SA-Search

A program to search for 3D fragments similar to (fragments of) a query structure.

Introduction

This program uses the compression of the 3D structures of proteins using a structural alphabet to transpose the classical amino acid sequence methods to the search of 3D similarities in proteins. The score matrix quantifying the
similarities between the letters of the structural alphabet have been derived from the probabilities of observing each letter at each position when encoding series of protein structures. An example of possible scoring matrix is reported here

SA-search is not currently as performant as true 3D similarity search methods, but it provides a very fast way of mining collection of structures, especially for medium range fragments, where true 3D similarity search methods are confronted with a large number of comparisons.
Also, in our experience, the differences between true 3D similarity search methods and SA-Search often come from the lenghts of the structural alignements, more than from the structures identified as "hits".

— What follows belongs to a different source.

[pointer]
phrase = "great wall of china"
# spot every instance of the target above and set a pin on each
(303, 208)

Some other search services are listed here.

How to use SA-Search ?

SA-search expects on entry a "query" file and an "against" what it will be searched.

The "query" as well as the "against" can be specified using several formats that can be selected using the radio buttons.
Make sure to have the entry specified according to the radio button selected.

Parameters of the search:

The search parameters allow mostly to control the depth of the search that is achieved.

Results:

 The results are returned using the NBRF/PIR format (since it allows to specify the localisation of the matches  in the structures, which might be of interest if you want to  get the superimposed structures) or in a raw format (one match per line). Note that  the returned numbers of  the residues currently start from 1 for the first residue of the chain.

For each match, we return the PDB and SCOP Ids, the name of the compound, the amino-acid and HMM-SA sequence identities, the alpha-carbon best fit RMS deviation, and the aligned sequences. For fragmented PDB files, the fragments are numbered from 1, and the PDB id will be on the form: PDBid+PDBChn+_+Fragment number (1qmnA_1 for example).